Olivier Nicoleau: With Multitude, you bring an old principle back to life and allow magicians to rediscover it. Even though information is everywhere and easily accessible, and there are more magicians than ever, how do you explain the fact that we can still miss these principles? Do you have any other principles in reserve?
Vincent Hedan: Perhaps it is a happy coincidence. For an old, forgotten principle to be “unearthed,” several factors are needed. First, the old principle has to be good and still usable, even years later. Then there has to be a curious magician who stumbles upon that principle by chance, often by reading old books. And finally, that principle has to appeal to that magician and inspire them. I have probably read dozens of old ideas that I felt were not for me, whereas another magician, because of their particular profile, might recognize their potential.
Olivier Nicoleau: You also released a book with your routines. Wasn’t that a little premature in your career? What did you want to share with your readers?
Vincent Hedan: I am not comparing myself to them at all, but Isaac Newton revolutionized mathematics before the age of 25, Orson Welles directed Citizen Kane at 26, Kurt Cobain died at 27, and so did Jean-Michel Basquiat. They were “young” and not exactly bad, so age is not really an issue.
In Your Mind Is My Playground in particular, I wanted to share routines that had an original starting point — often a film or a book — in the hope of encouraging the reader to look for inspiration everywhere except in the classics of magic and mentalism, while also offering simple and direct methods.
Olivier Nicoleau: For readers who have not yet had the chance to read your book, and without going into details, can you give us an example of a work that inspired you and how you translated it into magic?
Vincent Hedan: A good example from my book would be Zatoichi, a character imagined by Japanese novelist Kan Shimozawa, then developed by actor Shintaro Katsu in a series of 26 cult films released between 1962 and 1989. Zatoichi is a blind itinerant masseur, as well as a dice cheat and an expert in iaido, a Japanese sword technique. I strongly encourage you to watch at least the first film in the series. Zatoichi's blindness, counterbalanced by his physical ease and precision, is the source of many impressive and magical effects throughout those films.
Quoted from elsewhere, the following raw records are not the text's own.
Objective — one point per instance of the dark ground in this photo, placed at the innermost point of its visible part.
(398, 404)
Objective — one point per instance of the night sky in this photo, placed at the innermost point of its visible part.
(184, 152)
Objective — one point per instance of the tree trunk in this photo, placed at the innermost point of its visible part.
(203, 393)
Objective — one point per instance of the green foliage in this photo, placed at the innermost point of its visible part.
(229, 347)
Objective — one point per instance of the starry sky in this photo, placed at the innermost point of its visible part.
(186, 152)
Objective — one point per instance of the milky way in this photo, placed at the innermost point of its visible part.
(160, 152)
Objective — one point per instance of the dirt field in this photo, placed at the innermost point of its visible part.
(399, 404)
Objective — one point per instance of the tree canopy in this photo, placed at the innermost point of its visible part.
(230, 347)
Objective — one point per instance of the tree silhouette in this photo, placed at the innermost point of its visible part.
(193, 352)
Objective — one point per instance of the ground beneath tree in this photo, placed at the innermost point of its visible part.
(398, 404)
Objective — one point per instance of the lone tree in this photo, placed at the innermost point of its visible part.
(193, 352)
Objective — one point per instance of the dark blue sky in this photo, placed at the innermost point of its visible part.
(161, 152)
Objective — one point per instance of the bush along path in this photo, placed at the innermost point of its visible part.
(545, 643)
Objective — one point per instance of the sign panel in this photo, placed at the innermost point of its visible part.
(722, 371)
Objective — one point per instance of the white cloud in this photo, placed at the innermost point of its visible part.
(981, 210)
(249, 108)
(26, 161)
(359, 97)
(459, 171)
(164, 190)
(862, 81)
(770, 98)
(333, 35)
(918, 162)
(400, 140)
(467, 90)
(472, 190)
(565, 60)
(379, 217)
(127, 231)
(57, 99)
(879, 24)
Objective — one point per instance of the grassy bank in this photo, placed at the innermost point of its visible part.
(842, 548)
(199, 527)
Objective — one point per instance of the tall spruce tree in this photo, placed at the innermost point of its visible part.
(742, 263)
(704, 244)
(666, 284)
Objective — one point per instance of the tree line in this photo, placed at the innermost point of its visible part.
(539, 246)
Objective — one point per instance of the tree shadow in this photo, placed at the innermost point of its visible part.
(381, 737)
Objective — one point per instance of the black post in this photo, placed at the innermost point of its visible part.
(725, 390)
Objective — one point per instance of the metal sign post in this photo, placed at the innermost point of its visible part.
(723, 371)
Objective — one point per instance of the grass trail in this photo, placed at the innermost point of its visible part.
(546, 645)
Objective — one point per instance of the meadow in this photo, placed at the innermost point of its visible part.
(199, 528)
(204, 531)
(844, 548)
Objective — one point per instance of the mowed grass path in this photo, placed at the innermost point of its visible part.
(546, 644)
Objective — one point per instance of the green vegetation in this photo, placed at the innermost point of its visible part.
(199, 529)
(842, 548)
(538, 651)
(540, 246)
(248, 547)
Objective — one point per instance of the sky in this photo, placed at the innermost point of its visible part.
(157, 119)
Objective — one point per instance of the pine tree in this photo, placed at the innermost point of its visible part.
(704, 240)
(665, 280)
In the Zatoichi effect, I simply borrowed the character and his blindness, so I perform the trick blind — finding a card in a shuffled deck. In the following effect, “You Will Be My Eyes,” I borrowed the structure of a scene from the eighth film in the series, and it becomes an opportunity to give the power to the spectator, who manages to divine things.
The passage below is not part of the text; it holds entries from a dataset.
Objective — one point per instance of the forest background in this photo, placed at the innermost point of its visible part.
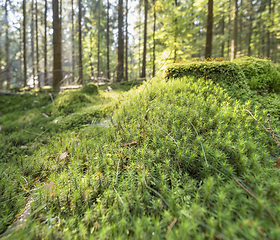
(55, 42)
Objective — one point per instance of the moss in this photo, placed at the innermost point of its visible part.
(90, 88)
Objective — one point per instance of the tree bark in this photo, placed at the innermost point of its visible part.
(250, 27)
(120, 42)
(8, 64)
(143, 75)
(234, 39)
(268, 30)
(108, 40)
(32, 43)
(57, 73)
(98, 40)
(73, 42)
(80, 44)
(37, 46)
(45, 46)
(1, 81)
(154, 42)
(126, 41)
(24, 44)
(208, 49)
(223, 32)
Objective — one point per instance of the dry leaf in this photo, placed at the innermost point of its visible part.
(277, 163)
(63, 156)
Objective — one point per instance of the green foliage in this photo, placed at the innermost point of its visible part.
(261, 74)
(192, 138)
(90, 88)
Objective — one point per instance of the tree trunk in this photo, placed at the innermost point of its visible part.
(1, 81)
(32, 43)
(126, 41)
(108, 40)
(80, 44)
(268, 30)
(8, 64)
(45, 47)
(57, 73)
(120, 42)
(250, 27)
(143, 75)
(175, 35)
(24, 44)
(98, 40)
(37, 46)
(209, 33)
(229, 28)
(234, 39)
(154, 42)
(223, 32)
(240, 29)
(73, 42)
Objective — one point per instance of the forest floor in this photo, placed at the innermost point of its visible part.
(163, 159)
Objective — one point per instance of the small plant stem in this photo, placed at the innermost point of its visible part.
(252, 195)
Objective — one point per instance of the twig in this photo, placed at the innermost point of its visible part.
(252, 195)
(171, 226)
(31, 132)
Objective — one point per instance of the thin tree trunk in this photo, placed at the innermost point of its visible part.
(240, 29)
(45, 46)
(73, 42)
(126, 42)
(1, 81)
(268, 30)
(175, 35)
(24, 44)
(120, 42)
(98, 40)
(208, 49)
(154, 42)
(229, 27)
(32, 43)
(8, 64)
(143, 75)
(250, 27)
(80, 44)
(108, 40)
(234, 39)
(57, 73)
(37, 46)
(223, 32)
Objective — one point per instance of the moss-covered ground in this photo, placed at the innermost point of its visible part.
(164, 160)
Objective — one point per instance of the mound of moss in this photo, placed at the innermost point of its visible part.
(164, 170)
(261, 74)
(90, 88)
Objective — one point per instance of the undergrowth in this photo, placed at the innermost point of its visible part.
(161, 165)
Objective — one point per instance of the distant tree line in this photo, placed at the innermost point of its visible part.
(51, 42)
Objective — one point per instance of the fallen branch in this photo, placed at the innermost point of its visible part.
(252, 195)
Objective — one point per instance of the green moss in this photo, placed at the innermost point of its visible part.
(261, 74)
(90, 88)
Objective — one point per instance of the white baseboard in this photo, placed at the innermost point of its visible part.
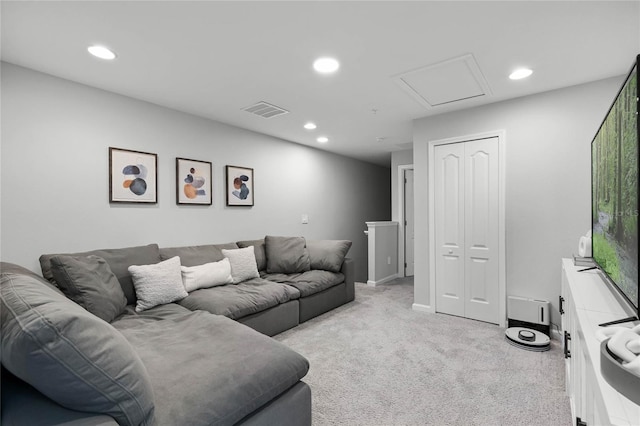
(382, 281)
(423, 308)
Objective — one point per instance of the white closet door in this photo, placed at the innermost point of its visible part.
(449, 219)
(481, 230)
(466, 208)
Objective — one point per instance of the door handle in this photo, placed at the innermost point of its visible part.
(567, 337)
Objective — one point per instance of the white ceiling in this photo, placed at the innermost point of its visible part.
(212, 58)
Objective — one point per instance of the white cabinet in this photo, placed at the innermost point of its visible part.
(586, 302)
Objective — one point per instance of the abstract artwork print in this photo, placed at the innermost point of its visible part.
(133, 176)
(240, 186)
(193, 182)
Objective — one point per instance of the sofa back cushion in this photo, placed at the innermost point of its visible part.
(197, 255)
(243, 264)
(70, 355)
(258, 250)
(328, 255)
(286, 255)
(119, 261)
(88, 281)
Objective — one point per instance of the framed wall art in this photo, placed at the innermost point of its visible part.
(133, 176)
(193, 182)
(240, 185)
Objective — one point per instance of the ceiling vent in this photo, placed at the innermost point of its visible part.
(265, 110)
(443, 83)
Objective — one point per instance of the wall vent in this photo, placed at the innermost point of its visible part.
(265, 110)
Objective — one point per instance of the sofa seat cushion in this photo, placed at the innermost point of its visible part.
(308, 283)
(239, 300)
(131, 318)
(209, 370)
(70, 355)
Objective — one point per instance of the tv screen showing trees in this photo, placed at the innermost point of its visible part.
(614, 171)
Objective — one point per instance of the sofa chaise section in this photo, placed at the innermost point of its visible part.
(171, 365)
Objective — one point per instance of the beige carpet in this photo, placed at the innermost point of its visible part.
(376, 361)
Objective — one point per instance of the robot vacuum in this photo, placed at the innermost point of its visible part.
(527, 339)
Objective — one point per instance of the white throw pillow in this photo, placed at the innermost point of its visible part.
(157, 284)
(243, 264)
(207, 275)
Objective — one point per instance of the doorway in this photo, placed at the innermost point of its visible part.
(406, 246)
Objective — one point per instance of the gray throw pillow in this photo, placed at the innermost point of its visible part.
(286, 255)
(88, 281)
(328, 255)
(70, 355)
(258, 250)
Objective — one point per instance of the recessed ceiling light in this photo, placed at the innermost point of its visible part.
(101, 52)
(520, 73)
(326, 65)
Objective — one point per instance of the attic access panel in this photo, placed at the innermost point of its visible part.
(454, 80)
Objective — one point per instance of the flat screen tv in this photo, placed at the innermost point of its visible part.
(614, 191)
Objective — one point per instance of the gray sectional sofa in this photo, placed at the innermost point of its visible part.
(94, 343)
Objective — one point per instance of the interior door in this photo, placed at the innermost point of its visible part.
(481, 230)
(466, 229)
(408, 224)
(449, 219)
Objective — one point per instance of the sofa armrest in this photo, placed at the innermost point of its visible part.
(22, 405)
(349, 270)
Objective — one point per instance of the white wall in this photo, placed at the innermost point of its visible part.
(548, 166)
(55, 139)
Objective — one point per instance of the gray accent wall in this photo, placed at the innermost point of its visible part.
(54, 177)
(548, 180)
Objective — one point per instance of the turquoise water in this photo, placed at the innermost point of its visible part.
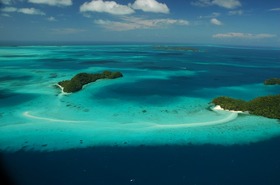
(163, 98)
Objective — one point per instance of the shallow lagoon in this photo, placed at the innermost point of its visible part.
(163, 98)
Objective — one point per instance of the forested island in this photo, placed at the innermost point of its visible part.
(78, 81)
(272, 81)
(267, 106)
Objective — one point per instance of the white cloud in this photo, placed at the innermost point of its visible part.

I developed around ten routines thanks to that film series. Inspiration can come from anywhere — preferably not from magic itself — and can be translated into your magic in many different ways.
Olivier Nicoleau: Do you have a favorite trick, whether it is yours or not? And a book that particularly influenced you?
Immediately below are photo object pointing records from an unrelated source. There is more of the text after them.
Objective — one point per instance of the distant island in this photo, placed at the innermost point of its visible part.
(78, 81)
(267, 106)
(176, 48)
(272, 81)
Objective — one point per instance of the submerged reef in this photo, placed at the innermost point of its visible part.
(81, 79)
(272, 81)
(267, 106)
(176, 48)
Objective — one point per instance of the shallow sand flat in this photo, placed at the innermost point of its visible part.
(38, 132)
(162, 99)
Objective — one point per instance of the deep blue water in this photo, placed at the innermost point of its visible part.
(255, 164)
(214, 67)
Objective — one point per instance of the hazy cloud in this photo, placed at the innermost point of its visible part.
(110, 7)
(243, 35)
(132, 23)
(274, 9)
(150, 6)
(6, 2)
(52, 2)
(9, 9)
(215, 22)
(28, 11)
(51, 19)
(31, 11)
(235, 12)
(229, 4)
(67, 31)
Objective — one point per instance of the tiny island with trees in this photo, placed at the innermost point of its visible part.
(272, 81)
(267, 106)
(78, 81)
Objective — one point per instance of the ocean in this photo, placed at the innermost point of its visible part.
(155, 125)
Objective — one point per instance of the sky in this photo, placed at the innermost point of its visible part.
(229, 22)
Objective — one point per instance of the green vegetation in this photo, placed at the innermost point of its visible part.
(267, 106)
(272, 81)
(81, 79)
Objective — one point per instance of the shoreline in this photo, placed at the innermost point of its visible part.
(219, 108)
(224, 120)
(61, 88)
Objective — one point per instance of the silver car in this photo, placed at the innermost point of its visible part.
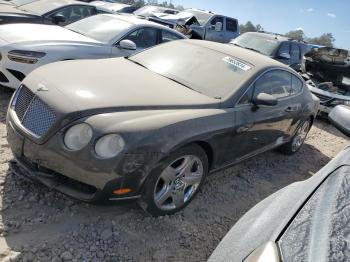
(25, 47)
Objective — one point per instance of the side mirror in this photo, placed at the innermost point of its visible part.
(57, 19)
(264, 99)
(284, 56)
(127, 44)
(339, 117)
(218, 27)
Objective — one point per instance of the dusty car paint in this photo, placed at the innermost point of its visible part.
(270, 219)
(327, 71)
(154, 115)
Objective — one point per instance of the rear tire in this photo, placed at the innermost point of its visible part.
(173, 183)
(298, 139)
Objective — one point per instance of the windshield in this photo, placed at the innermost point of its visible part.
(204, 70)
(103, 28)
(41, 7)
(201, 17)
(22, 2)
(261, 44)
(148, 10)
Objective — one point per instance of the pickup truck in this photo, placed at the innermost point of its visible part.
(199, 24)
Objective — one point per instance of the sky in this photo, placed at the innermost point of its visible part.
(314, 17)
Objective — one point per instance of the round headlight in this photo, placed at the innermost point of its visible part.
(78, 136)
(109, 146)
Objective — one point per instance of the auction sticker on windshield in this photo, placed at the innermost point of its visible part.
(236, 63)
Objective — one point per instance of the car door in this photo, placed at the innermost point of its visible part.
(262, 127)
(144, 37)
(283, 53)
(231, 32)
(213, 34)
(167, 36)
(295, 57)
(71, 14)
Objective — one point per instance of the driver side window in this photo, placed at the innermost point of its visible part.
(144, 37)
(72, 14)
(284, 48)
(216, 20)
(276, 83)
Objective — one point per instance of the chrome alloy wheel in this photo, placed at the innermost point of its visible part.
(178, 182)
(300, 136)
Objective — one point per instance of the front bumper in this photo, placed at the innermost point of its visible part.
(74, 174)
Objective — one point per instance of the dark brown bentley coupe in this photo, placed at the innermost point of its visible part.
(153, 125)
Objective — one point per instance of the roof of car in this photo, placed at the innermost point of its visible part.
(132, 19)
(274, 36)
(41, 7)
(258, 60)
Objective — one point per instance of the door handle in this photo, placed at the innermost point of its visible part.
(245, 128)
(289, 109)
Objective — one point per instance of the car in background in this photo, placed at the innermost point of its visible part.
(278, 47)
(327, 72)
(200, 24)
(15, 2)
(108, 7)
(152, 125)
(305, 221)
(25, 47)
(59, 12)
(150, 10)
(339, 116)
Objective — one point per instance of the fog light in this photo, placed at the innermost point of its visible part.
(121, 191)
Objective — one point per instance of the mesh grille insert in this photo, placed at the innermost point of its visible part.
(34, 114)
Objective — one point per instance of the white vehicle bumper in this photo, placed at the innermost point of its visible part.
(12, 73)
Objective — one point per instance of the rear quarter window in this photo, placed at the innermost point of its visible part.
(231, 25)
(297, 85)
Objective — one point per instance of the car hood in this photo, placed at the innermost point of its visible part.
(17, 33)
(3, 2)
(268, 219)
(10, 9)
(109, 85)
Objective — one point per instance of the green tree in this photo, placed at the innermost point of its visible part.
(326, 39)
(296, 34)
(250, 27)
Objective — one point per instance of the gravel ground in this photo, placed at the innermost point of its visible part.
(37, 224)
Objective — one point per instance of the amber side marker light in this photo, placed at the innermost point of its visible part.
(121, 191)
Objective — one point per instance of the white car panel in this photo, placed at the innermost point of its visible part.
(58, 44)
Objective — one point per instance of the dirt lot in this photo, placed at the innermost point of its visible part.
(37, 224)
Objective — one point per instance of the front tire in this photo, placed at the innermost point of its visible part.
(298, 139)
(173, 184)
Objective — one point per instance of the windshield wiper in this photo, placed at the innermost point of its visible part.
(180, 83)
(76, 32)
(237, 45)
(135, 62)
(172, 79)
(249, 48)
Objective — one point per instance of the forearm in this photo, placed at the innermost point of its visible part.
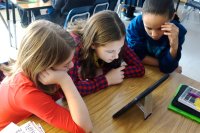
(86, 87)
(148, 60)
(173, 51)
(77, 106)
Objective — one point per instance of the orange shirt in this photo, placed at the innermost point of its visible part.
(20, 98)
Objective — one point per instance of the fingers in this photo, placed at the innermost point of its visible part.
(169, 27)
(123, 63)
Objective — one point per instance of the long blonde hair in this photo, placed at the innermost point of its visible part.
(43, 46)
(102, 28)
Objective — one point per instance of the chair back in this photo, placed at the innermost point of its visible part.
(78, 13)
(100, 5)
(193, 3)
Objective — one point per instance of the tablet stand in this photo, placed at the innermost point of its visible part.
(146, 107)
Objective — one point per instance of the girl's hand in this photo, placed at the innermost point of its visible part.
(172, 31)
(50, 76)
(115, 76)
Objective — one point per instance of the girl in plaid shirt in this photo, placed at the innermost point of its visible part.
(102, 57)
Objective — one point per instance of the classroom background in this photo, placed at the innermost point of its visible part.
(190, 54)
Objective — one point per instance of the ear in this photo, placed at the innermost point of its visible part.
(92, 46)
(173, 16)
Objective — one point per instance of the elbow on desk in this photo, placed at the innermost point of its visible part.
(88, 128)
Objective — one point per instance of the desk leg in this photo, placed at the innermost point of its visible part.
(14, 25)
(8, 22)
(29, 16)
(147, 106)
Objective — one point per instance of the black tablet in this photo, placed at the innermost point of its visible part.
(140, 96)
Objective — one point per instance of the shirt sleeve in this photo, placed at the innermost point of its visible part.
(42, 105)
(135, 37)
(167, 63)
(134, 66)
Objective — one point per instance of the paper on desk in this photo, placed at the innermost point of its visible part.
(11, 128)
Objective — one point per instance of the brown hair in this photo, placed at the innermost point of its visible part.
(102, 28)
(43, 46)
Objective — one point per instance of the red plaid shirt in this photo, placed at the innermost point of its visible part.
(134, 68)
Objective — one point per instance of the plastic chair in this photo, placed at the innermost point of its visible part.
(100, 5)
(78, 13)
(193, 4)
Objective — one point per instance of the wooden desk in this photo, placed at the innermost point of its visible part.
(103, 104)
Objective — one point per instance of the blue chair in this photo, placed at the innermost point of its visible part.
(191, 5)
(78, 13)
(100, 5)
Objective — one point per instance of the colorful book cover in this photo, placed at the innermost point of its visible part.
(180, 111)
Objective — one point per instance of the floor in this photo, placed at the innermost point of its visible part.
(190, 54)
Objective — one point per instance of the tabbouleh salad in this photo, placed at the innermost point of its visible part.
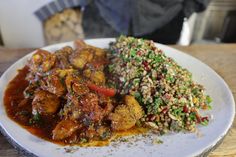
(166, 91)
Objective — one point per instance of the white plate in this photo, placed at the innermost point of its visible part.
(176, 144)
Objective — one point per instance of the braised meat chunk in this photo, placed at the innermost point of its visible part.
(125, 116)
(64, 129)
(45, 103)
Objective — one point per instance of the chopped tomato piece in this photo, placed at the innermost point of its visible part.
(102, 90)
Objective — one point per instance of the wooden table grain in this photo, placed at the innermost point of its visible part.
(220, 57)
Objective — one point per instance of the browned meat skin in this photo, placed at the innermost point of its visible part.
(90, 105)
(81, 57)
(64, 129)
(100, 133)
(125, 116)
(53, 84)
(45, 103)
(42, 61)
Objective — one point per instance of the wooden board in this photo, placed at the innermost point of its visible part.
(220, 57)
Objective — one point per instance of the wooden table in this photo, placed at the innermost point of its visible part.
(221, 58)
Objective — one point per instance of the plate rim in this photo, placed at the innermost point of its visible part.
(204, 152)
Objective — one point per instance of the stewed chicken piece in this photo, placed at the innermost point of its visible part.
(45, 103)
(125, 116)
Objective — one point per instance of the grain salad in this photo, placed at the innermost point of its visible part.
(166, 91)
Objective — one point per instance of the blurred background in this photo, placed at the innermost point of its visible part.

Vincent Hedan: I have a tremendous amount of fun performing Pi; the presentation has several themes and moments that I love, and the effect seems truly impossible to the audience. To mention an effect that is not mine, I love Hofsinzer II by Stéphane Chenevière, described in his book Altitude.
For a magic book, it would perhaps be Mnemonica by Juan Tamariz, because it shows so many possibilities of an underestimated tool: the memorized deck. And for a very magical book, even though it does not officially belong to our field, it would be the collection Fictions by Jorge Luis Borges.